Involvement by residents in domestic occupations
has declined: just one worked in the garden and another helped with the
tea. The most frequently undertaken activity is watching TV, often in
the privacy of the bedroom. Like other homes we visited, an activities
organiser had been appointed. However it would still appear to be the
case that, as Townsend observed 50 years ago, while what was then
referred to as ‘occupational therapy’ may be thought desirable
… such therapy can rarely be organized
successfully for more than a tiny proportion of residents, not because
the residents are too infirm or apathetic but largely because their
interests, talents and capacities are too diverse to conform to a single
scheme.
(Townsend 1962, p.384).
The home also has the usual round of fund-raising
events which are open to friends of the home and there is a house
committee, comprising in the main representatives from local branches of
the voluntary organisation that owns the home, which is responsible for
fundraising.
Visitors can come at any time and there is a flat
they can stay in if they wish. Thirty four (over half) of the residents
were visited at least once a month. This is considerably more than in
the past. In addition, telephone contact with family and friends is a
much greater possibility than it was in 1958. A quarter of the residents
have their own phone, some a mobile phone. Only five residents
regularly go out of the home alone and none take holidays away. However,
the home still has its own transport (two mini buses) and trips out -
every week in the summer - are arranged on a rotational basis. On
Fridays some of the men are taken to the pub and the women have coffee
in town. On Mondays about half a dozen residents attend a local day
centre. In addition, if someone has an appointment at the hospital or
elsewhere, another resident may be taken along for the ride and there
were plans to organise more individual outings.
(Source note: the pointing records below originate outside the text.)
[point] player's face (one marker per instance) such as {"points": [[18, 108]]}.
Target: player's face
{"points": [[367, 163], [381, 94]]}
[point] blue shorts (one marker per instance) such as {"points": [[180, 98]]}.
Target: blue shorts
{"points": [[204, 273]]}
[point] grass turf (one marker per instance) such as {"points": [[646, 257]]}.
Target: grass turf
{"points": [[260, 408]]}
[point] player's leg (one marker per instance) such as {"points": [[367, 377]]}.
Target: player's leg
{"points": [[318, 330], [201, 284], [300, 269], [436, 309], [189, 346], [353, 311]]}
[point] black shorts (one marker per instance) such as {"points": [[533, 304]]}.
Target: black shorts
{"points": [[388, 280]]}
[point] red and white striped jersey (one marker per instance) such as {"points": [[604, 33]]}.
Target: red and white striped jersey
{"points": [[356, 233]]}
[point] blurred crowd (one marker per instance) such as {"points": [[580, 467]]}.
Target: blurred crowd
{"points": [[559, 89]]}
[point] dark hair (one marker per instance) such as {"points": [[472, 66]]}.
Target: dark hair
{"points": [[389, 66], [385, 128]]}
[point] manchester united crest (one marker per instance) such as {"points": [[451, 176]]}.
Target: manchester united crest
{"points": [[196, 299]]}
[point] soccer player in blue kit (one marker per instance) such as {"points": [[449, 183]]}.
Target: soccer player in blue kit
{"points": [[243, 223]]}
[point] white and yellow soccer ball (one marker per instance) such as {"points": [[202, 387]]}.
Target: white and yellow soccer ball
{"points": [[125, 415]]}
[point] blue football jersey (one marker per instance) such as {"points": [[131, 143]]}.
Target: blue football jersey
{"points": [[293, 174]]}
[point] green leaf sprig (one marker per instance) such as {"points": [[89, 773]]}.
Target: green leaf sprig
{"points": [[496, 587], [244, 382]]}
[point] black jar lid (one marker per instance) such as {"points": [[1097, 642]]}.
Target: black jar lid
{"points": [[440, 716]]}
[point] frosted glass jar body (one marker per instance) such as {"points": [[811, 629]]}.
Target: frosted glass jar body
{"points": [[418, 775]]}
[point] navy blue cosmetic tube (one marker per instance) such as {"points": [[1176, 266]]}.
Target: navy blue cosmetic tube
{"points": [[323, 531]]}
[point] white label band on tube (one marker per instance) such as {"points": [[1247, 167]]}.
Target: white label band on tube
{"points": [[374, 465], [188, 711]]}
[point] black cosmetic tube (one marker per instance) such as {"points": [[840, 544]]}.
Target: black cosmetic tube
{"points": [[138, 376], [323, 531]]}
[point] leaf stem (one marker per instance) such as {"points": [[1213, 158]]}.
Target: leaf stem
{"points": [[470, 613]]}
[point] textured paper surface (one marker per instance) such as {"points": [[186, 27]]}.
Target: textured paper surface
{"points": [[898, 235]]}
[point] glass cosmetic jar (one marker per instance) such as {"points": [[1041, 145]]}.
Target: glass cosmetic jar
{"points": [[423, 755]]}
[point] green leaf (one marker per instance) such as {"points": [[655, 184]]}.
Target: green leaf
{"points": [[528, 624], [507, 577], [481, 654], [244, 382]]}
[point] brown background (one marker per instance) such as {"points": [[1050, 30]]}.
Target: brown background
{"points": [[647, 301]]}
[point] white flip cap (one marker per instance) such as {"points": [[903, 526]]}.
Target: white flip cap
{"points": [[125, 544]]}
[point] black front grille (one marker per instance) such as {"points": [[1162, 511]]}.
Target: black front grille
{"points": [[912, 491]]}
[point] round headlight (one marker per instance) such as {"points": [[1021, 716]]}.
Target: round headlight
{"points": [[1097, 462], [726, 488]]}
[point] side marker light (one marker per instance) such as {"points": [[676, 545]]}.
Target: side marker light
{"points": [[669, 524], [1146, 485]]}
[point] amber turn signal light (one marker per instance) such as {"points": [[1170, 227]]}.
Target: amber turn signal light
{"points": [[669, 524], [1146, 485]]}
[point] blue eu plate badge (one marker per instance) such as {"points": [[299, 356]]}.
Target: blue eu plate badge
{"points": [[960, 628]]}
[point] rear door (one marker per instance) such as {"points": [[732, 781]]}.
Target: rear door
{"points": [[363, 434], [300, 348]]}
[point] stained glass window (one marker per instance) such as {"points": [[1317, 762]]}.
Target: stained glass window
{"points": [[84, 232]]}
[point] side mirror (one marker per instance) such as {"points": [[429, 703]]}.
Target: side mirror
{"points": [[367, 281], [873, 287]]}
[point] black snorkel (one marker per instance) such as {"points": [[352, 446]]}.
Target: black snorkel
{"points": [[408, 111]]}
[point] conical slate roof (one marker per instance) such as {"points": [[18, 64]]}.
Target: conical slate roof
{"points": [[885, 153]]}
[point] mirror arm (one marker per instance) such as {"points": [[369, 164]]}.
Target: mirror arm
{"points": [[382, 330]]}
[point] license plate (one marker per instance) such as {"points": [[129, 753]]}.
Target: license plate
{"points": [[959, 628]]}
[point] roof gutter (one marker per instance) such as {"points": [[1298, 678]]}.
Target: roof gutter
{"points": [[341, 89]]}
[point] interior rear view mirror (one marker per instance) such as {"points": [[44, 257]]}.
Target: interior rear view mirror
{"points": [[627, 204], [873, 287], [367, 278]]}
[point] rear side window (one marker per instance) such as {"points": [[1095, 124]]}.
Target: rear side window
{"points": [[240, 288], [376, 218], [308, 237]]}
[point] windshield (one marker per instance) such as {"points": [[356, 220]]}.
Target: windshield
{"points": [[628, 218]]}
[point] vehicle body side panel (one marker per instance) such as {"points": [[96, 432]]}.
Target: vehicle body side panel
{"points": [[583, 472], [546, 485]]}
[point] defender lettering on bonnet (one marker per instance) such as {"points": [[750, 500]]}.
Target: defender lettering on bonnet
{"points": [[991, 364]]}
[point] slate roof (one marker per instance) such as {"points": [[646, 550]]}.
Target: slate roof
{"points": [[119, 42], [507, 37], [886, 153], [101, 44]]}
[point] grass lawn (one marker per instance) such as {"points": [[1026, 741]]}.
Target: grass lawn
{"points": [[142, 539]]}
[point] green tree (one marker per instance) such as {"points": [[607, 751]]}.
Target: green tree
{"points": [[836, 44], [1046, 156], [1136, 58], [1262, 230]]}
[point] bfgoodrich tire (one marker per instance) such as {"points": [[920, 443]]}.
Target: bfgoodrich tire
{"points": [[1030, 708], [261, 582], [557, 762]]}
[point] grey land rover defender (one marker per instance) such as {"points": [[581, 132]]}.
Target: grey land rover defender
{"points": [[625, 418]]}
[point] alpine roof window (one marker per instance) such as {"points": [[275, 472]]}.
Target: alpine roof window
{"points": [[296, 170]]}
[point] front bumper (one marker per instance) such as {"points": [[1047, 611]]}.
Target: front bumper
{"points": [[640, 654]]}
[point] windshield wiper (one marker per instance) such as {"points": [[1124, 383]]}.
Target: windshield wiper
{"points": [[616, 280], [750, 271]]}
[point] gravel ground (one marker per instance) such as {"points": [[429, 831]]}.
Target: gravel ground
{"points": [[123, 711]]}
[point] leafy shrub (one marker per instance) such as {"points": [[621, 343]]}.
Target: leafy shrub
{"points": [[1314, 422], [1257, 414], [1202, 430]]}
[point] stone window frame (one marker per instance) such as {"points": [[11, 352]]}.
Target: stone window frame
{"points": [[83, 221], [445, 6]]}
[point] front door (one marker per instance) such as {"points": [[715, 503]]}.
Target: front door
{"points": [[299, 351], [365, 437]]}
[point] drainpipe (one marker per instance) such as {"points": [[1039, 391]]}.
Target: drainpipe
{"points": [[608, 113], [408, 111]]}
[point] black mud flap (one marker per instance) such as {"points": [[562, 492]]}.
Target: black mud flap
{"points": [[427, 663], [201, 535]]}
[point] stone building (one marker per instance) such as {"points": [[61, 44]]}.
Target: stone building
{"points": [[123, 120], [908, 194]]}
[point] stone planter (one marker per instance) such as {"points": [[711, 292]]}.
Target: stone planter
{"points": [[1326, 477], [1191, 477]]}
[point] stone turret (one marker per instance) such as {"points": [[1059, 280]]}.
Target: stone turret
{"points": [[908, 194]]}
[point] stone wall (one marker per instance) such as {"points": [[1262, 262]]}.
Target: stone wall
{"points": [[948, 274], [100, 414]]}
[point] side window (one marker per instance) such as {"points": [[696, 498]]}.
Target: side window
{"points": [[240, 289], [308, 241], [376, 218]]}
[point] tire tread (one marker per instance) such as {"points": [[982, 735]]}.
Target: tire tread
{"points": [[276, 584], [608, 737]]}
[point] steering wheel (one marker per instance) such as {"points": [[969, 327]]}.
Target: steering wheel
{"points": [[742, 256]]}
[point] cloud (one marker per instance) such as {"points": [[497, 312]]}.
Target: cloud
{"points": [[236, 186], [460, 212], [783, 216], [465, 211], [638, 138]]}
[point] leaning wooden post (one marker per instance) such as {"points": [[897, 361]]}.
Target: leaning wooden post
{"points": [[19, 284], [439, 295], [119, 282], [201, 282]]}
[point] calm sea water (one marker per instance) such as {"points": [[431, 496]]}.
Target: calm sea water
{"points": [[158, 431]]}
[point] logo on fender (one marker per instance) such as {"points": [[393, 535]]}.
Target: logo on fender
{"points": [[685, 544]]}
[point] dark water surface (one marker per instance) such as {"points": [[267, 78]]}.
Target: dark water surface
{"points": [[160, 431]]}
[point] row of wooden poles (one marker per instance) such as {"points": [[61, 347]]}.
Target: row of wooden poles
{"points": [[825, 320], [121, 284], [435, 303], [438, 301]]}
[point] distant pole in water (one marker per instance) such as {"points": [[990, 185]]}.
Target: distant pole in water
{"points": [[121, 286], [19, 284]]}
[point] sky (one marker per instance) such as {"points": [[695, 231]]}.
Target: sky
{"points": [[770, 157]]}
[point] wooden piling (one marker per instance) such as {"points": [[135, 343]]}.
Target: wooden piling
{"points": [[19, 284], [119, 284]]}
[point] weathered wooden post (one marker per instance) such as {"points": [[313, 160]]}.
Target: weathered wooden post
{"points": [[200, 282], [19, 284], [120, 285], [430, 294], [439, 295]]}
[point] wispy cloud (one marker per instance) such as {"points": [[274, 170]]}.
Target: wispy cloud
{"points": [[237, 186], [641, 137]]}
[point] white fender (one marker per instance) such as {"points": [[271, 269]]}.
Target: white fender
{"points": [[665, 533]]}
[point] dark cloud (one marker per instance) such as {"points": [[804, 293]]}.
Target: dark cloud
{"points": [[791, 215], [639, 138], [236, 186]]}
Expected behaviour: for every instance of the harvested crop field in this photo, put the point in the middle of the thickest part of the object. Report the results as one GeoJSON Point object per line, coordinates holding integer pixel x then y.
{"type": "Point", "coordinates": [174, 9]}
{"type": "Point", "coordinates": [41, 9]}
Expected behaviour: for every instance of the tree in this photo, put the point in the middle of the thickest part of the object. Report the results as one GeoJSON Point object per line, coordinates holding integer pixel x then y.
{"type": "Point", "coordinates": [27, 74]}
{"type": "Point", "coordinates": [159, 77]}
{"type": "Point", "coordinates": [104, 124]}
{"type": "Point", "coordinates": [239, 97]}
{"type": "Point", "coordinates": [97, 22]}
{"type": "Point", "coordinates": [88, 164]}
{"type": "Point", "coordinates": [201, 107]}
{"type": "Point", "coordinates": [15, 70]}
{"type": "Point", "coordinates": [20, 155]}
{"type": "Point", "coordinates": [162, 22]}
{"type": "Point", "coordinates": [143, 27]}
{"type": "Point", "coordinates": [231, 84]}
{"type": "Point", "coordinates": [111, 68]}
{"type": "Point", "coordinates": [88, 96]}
The dementia care unit was secured by locked
doors accessible by a keypad. Nevertheless, the residents in this unit
had free access to an enclosed garden. Despite the fine weather, we did
not see this being used.
Continuity and change
Although the above simply describes just one of
the homes we revisited, it does illustrate some of our findings more
generally about continuity and change in residential care for older
people.
Data on the 20 homes we revisited show that,
overall, they are now caring for an older and more infirm population of
residents, although there is still a significant proportion of residents
who are relatively independent. The gender balance has changed and
there are now greater proportions of women as compared to men
accommodated in these homes. Segregation by gender has been replaced by
segregation on lines of functional ability with discrete nursing and/or
dementia care units in several of the homes we visited. Put simply, care
home provision in the early 2000s is a different instrument of social
policy to what it was 50 years ago.
The continuities with the past, that only a
longitudinal study can reveal, are, however, as striking as the changes.
For example, in the case of the home described here, there is the
continuing preponderance of men, the connection with military service
and the long tradition of providing nursing care. It is these kinds of
continuities that make each surviving home, particularly those that have
not changed ownership or tenure like this one, so distinctive in
character. And it is through them that we are able to see the past in
the present.
Acknowledgement
The research on which this paper is based was funded by the ESRC, Grant Reference: RES-000-23-0995.
References
Kellaher, L. (2000) A Choice Well Made: Mutuality as a Governing Principle in Residential Care, London, Centre for Policy on Ageing.
Townsend, P. (1962) The Last Refuge: A Survey of Institutions and Homes for the Aged in England and Wales, London, Routledge and Kegan Paul.